# Download Gutenberg Poetry Corpus to Google Drive

**Corpus:** 3 million lines of English poetry from Project Gutenberg

**Source:** Hugging Face - biglam/gutenberg-poetry-corpus

**Size:** ~500MB compressed

**Output:** Saved to Google Drive at `/MyDrive/gutenberg_poetry_corpus.jsonl.gz`

---

## Instructions

1. Upload this notebook to Google Colab
2. Select **Runtime → Change runtime type → GPU: None** (CPU is fine for downloading)
3. Run cells in order
4. Download will take ~10-15 minutes

## Step 1: Mount Google Drive

In [None]:
from google.colab import drive
drive.mount('/content/drive')

print("✓ Google Drive mounted successfully")

## Step 2: Install Dependencies

In [None]:
!pip install -q datasets

print("✓ Dependencies installed")

## Step 3: Download Gutenberg Poetry Corpus

This will download the corpus from Hugging Face and save it to your Google Drive.

In [None]:
from datasets import load_dataset
import json
import gzip
from tqdm import tqdm

# Load the dataset
print("Downloading Gutenberg Poetry Corpus from Hugging Face...")
print("This will take ~10-15 minutes\n")

dataset = load_dataset("biglam/gutenberg-poetry-corpus")

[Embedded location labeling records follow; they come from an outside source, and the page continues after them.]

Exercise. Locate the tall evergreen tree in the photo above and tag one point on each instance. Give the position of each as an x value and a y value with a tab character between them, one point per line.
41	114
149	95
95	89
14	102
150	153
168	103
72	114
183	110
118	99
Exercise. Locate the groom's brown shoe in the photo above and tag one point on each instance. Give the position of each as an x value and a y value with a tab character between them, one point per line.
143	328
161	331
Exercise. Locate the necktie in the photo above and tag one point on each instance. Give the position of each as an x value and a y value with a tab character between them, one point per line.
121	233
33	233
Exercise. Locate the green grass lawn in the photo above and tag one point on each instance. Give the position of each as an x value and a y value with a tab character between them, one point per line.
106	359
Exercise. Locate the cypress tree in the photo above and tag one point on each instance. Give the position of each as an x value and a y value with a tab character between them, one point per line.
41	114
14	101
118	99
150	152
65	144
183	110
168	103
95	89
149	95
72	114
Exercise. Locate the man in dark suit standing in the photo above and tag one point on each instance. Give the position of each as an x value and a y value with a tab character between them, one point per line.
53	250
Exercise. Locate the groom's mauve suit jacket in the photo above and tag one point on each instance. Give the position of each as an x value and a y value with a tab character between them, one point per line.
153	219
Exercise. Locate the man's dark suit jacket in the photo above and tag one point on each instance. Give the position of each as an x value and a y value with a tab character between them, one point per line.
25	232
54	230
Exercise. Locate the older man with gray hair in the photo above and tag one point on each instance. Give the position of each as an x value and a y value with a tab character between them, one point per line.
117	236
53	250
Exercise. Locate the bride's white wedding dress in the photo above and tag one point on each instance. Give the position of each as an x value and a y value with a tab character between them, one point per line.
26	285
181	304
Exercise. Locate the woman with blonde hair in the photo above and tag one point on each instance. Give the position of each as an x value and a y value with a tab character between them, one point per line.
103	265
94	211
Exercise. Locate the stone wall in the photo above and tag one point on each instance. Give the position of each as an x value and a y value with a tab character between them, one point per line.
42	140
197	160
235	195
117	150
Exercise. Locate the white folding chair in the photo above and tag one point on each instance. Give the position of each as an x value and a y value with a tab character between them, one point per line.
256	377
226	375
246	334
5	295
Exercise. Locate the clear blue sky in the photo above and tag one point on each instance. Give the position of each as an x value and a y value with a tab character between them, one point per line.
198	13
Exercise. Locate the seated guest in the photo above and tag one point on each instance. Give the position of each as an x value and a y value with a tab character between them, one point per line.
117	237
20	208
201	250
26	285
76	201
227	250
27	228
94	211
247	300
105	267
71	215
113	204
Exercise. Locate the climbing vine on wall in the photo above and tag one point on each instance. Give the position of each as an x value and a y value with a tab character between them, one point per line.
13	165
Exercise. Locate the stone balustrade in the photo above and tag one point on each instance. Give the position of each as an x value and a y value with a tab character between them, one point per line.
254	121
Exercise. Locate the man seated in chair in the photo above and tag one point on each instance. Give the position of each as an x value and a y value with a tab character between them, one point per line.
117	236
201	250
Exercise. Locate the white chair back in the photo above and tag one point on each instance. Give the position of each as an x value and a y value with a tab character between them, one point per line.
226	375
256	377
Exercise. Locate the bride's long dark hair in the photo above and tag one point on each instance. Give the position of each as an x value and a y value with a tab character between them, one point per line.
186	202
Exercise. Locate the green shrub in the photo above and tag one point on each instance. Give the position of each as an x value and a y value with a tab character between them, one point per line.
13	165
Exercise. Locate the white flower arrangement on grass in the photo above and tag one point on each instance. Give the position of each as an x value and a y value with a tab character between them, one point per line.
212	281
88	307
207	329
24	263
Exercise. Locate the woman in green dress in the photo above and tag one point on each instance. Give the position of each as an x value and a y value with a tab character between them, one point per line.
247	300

print(f"✓ Dataset loaded: {len(dataset['train']):,} lines of poetry")
print(f"\nSample line: {dataset['train'][0]}\n")

## Step 4: Save to Google Drive (Compressed)

In [None]:
# Output path
output_path = "/content/drive/MyDrive/gutenberg_poetry_corpus.jsonl.gz"

print(f"Saving to Google Drive: {output_path}")
print("This may take 5-10 minutes...\n")

# Write compressed JSONL
with gzip.open(output_path, 'wt', encoding='utf-8') as f:
    for item in tqdm(dataset['train'], desc="Writing lines"):
        f.write(json.dumps(item) + '\n')

print("\n✓ Download complete!")
print(f"✓ Saved to: {output_path}")

## Step 5: Verify File Size and Sample Data

In [None]:
import os

# Check file size
file_size_mb = os.path.getsize(output_path) / (1024 * 1024)
print(f"File size: {file_size_mb:.2f} MB")

# Read first 5 lines to verify
print("\nFirst 5 lines:")
print("=" * 50)

with gzip.open(output_path, 'rt', encoding='utf-8') as f:
    for i, line in enumerate(f):
        if i >= 5:
            break
        data = json.loads(line)
        print(f"{i+1}. {data}")

print("\n✓ Corpus ready for BERT training!")

## Optional: Create Plain Text Version

If you want a plain text file (one line per poem line) instead of JSON:

In [None]:
# Uncomment to create plain text version

# output_txt = "/content/drive/MyDrive/gutenberg_poetry_corpus.txt"

# print(f"Creating plain text version: {output_txt}")

# with open(output_txt, 'w', encoding='utf-8') as f:
#     for item in tqdm(dataset['train'], desc="Writing lines"):
#         # Extract just the text of each line
#         f.write(item['s'] + '\n')

# print("✓ Plain text version created!")

---

## Next Steps

1. **View in Google Drive:** Check your Drive to confirm the file is there
2. **Prepare for BERT Training:** Use this corpus to train period-specific BERT models
3. **Clean/Filter (optional):** You may want to filter by time period or poet

---

## Corpus Metadata

Each line in the corpus contains:
- `s`: The line of poetry (string)
- `gid`: Project Gutenberg book ID (integer)

You can use `gid` to group lines by book/poet or to filter specific works.